Michael A. Johnson has served as a public school teacher, Science Skills Center director, principal, and a school district superintendent. He also served as an adjunct professor of Science Education in the School of Education at St. John’s University. He recently completed a book on school leadership: Report to the Principal’s Office: Tools for Building Successful High School Administrative Leadership…

On Education: Black and Latino students can compete to gain entrance to NYC Specialized High Schools

By Michael Johnson – Our Time Press-June 8, 2018…

Part 1: The dangerous under-expectations of the ability of Black and Latino students to compete with any group of students.
By Michael A. Johnson

Let me assert a strange and perhaps not well believed (or at least not presently popular) position; and that is, I believe that Black and Latino students, in NYC, and anywhere else on the planet; can effectively compete with any other students on the planet. Further, I believe that these students can perform well on the NYC Specialized High School Admissions Test (SHSAT), given the resource opportunities and the proper preparation. There is nothing inherently wrong with the brains of these children, all they need is a quality K-8 educational experience, courageous, strategically-smart, and imaginative principals, and highly-skilled teachers who are willing to efficaciously ‘leave it all’ on the classroom ‘playing field’!

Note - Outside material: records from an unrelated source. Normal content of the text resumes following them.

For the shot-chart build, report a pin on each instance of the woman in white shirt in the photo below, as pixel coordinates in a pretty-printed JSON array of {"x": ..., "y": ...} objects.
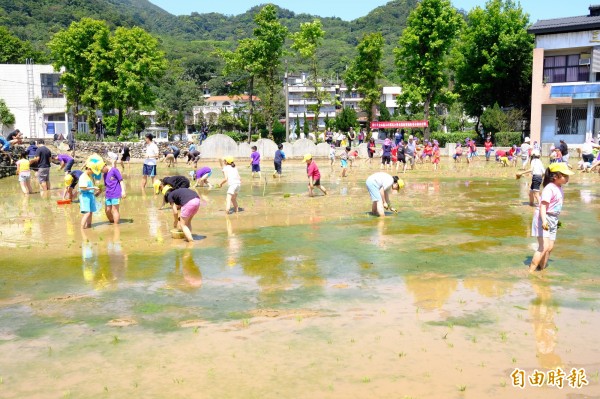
[{"x": 149, "y": 168}]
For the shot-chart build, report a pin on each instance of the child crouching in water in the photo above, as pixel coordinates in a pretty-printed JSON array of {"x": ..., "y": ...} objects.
[
  {"x": 545, "y": 218},
  {"x": 537, "y": 174},
  {"x": 234, "y": 182},
  {"x": 185, "y": 203}
]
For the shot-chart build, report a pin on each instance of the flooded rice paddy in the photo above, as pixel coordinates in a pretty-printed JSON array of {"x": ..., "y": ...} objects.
[{"x": 299, "y": 297}]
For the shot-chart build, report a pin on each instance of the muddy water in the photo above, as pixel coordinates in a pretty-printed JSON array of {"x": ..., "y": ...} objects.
[{"x": 297, "y": 296}]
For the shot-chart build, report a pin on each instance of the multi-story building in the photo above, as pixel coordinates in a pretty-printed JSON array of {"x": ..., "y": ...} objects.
[
  {"x": 33, "y": 95},
  {"x": 565, "y": 90},
  {"x": 301, "y": 95}
]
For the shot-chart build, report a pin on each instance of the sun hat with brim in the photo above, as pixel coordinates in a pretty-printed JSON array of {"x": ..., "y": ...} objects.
[
  {"x": 166, "y": 189},
  {"x": 560, "y": 167},
  {"x": 95, "y": 163},
  {"x": 68, "y": 180},
  {"x": 156, "y": 186}
]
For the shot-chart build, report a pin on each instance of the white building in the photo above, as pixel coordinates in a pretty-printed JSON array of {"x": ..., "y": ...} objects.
[
  {"x": 214, "y": 105},
  {"x": 301, "y": 96},
  {"x": 565, "y": 94},
  {"x": 32, "y": 93}
]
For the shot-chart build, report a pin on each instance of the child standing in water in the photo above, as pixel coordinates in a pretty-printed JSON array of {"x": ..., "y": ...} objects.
[
  {"x": 537, "y": 174},
  {"x": 255, "y": 162},
  {"x": 88, "y": 192},
  {"x": 24, "y": 173},
  {"x": 115, "y": 190},
  {"x": 314, "y": 176},
  {"x": 279, "y": 158},
  {"x": 545, "y": 218},
  {"x": 234, "y": 182}
]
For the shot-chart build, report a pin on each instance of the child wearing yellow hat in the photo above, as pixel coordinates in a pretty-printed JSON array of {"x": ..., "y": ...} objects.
[
  {"x": 234, "y": 183},
  {"x": 88, "y": 191},
  {"x": 71, "y": 181},
  {"x": 545, "y": 218}
]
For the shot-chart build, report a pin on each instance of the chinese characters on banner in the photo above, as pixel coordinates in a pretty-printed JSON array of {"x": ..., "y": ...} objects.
[
  {"x": 556, "y": 378},
  {"x": 399, "y": 124}
]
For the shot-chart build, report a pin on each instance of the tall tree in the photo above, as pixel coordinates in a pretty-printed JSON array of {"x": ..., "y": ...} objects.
[
  {"x": 74, "y": 49},
  {"x": 245, "y": 59},
  {"x": 15, "y": 51},
  {"x": 422, "y": 56},
  {"x": 306, "y": 42},
  {"x": 126, "y": 72},
  {"x": 270, "y": 36},
  {"x": 492, "y": 61},
  {"x": 366, "y": 71}
]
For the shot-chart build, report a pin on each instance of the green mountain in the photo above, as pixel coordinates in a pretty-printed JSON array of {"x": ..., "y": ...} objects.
[{"x": 194, "y": 35}]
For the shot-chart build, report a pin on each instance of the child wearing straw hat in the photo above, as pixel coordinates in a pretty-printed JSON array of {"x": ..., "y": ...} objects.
[{"x": 545, "y": 219}]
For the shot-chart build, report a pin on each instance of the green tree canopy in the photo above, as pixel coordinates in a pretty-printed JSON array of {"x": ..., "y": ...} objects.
[
  {"x": 366, "y": 71},
  {"x": 492, "y": 60},
  {"x": 422, "y": 55},
  {"x": 15, "y": 51}
]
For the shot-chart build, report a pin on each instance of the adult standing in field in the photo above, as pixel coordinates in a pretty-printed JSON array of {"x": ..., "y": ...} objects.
[
  {"x": 525, "y": 151},
  {"x": 42, "y": 160},
  {"x": 149, "y": 168},
  {"x": 564, "y": 150},
  {"x": 380, "y": 185}
]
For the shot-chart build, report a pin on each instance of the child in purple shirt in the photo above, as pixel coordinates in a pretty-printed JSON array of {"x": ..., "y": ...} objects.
[
  {"x": 255, "y": 162},
  {"x": 66, "y": 162},
  {"x": 115, "y": 190}
]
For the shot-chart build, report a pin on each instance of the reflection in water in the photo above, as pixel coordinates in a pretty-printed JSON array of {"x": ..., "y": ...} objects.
[
  {"x": 187, "y": 275},
  {"x": 542, "y": 316},
  {"x": 430, "y": 291}
]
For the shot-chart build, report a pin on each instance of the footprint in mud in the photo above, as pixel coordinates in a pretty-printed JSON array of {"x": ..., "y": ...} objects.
[{"x": 121, "y": 323}]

Doing well on any form of assessment, is all about what happens prior to the student encountering that assessment model. And that is why professional educators know (even if the public does not); that testing a child on concepts and skills for which they have not been taught, is fundamentally unethical. Also unethical is the solitary use of standardized exams to deny admission to a quality learning experience, rather than using them for diagnostic purposes, to inform instructional practices, or to improve and expand the child’s learning opportunities. Parents of color may want to be careful of a demoralizing message sent to their children that says they can’t compete, simply because of who they are.

The SHSAT should be eliminated because it is ‘ethically challenged’. The exam proponents claim it is a fair measure of the principle of meritocracy; but in fact, that is a lie. The majority of students of color in NYC have not received the prerequisite skills training, information and knowledge that would allow them to do well (or less well) based on their own personal educational merit.

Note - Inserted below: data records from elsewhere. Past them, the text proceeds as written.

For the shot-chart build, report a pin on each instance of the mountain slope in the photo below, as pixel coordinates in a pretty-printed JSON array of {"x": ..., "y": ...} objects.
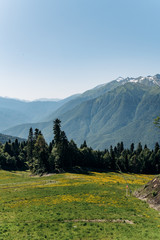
[
  {"x": 5, "y": 138},
  {"x": 14, "y": 112}
]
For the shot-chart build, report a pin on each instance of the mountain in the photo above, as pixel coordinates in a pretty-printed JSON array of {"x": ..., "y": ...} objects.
[
  {"x": 14, "y": 112},
  {"x": 5, "y": 138},
  {"x": 122, "y": 110}
]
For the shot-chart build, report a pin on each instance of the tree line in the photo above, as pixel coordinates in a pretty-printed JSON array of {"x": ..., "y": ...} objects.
[{"x": 63, "y": 155}]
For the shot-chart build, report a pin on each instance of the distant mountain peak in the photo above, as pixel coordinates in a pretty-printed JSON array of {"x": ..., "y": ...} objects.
[
  {"x": 149, "y": 80},
  {"x": 119, "y": 79}
]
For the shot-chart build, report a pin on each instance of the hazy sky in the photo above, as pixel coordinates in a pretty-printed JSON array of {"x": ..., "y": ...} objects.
[{"x": 55, "y": 48}]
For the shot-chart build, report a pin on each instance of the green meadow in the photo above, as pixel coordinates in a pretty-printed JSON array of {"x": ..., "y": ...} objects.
[{"x": 75, "y": 206}]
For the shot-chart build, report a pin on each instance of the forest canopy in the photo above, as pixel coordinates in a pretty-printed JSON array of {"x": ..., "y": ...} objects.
[{"x": 63, "y": 155}]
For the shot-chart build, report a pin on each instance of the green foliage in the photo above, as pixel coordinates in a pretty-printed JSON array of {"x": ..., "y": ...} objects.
[{"x": 125, "y": 113}]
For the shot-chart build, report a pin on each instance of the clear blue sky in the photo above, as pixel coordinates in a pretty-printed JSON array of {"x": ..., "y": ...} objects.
[{"x": 55, "y": 48}]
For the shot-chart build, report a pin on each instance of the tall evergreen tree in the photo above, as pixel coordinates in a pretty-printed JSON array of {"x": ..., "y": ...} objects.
[{"x": 30, "y": 147}]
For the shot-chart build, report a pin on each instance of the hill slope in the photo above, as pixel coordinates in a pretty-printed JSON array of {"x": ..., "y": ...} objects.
[{"x": 125, "y": 113}]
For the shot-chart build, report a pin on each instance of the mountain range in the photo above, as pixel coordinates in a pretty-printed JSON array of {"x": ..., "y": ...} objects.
[{"x": 121, "y": 110}]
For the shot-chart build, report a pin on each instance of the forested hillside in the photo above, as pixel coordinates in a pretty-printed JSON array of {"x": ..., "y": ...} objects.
[
  {"x": 125, "y": 113},
  {"x": 64, "y": 155}
]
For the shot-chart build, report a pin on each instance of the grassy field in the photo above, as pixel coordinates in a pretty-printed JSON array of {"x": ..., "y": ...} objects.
[{"x": 74, "y": 206}]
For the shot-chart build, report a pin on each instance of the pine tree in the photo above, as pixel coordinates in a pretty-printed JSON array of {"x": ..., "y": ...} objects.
[{"x": 30, "y": 147}]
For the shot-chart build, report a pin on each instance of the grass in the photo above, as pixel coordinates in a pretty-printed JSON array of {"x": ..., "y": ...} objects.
[{"x": 74, "y": 206}]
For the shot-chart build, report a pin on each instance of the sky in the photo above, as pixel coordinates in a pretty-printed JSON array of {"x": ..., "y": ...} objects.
[{"x": 57, "y": 48}]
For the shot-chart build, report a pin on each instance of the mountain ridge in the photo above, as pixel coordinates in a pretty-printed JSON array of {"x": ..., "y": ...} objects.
[{"x": 109, "y": 118}]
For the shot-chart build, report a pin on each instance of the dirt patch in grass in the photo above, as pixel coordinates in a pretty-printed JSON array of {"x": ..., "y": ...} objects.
[
  {"x": 150, "y": 193},
  {"x": 101, "y": 220}
]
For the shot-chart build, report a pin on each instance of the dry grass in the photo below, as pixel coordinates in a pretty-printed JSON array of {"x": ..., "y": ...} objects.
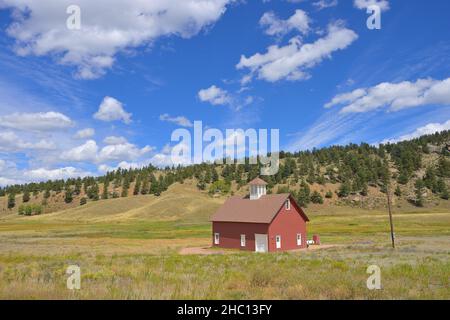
[{"x": 129, "y": 250}]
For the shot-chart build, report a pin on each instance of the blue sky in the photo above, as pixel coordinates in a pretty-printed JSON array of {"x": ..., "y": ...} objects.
[{"x": 77, "y": 102}]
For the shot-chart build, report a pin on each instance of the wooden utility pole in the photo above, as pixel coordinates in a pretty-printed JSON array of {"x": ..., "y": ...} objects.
[
  {"x": 390, "y": 213},
  {"x": 387, "y": 184}
]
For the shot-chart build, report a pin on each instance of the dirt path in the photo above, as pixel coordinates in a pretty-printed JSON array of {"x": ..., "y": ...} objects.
[{"x": 209, "y": 250}]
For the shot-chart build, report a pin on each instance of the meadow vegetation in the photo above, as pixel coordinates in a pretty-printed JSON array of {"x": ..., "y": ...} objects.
[{"x": 129, "y": 249}]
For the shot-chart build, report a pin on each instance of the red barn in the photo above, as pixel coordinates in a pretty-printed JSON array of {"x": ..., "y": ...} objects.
[{"x": 260, "y": 222}]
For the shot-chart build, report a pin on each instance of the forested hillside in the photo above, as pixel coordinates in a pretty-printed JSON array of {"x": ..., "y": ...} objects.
[{"x": 417, "y": 171}]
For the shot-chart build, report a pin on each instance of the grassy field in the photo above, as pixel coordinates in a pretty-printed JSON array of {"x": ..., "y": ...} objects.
[{"x": 129, "y": 249}]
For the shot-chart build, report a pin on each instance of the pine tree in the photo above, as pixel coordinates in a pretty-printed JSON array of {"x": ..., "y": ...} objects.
[
  {"x": 419, "y": 188},
  {"x": 316, "y": 197},
  {"x": 398, "y": 191},
  {"x": 26, "y": 196},
  {"x": 145, "y": 186},
  {"x": 344, "y": 190},
  {"x": 105, "y": 189},
  {"x": 68, "y": 198},
  {"x": 137, "y": 187},
  {"x": 125, "y": 187},
  {"x": 11, "y": 200}
]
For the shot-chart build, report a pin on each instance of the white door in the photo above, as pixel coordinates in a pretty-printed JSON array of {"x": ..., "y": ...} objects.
[
  {"x": 278, "y": 241},
  {"x": 216, "y": 238},
  {"x": 261, "y": 242},
  {"x": 299, "y": 239}
]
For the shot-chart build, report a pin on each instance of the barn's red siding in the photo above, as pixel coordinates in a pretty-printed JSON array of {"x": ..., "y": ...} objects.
[
  {"x": 230, "y": 234},
  {"x": 287, "y": 224}
]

If the governing stakeholders want to change the present admissions system, then change it. But change it because it is flawed for all children (including non-affluent White students), not because of the subtle or overt reason that it is impossible for Black and Latino students to compete and win under the present rules. They in fact could compete, if only the conditions leading up to those rules were fair, which they are not, and thus one of the major flaws. A single criterion admissions process is always problematic in any educational context (K-Graduate School), and it is worthy of an informed debate among knowledgeable professional educators. But with ‘politicians’ leading the ‘admissions’ conversation, what could possibly go wrong? Well, everything!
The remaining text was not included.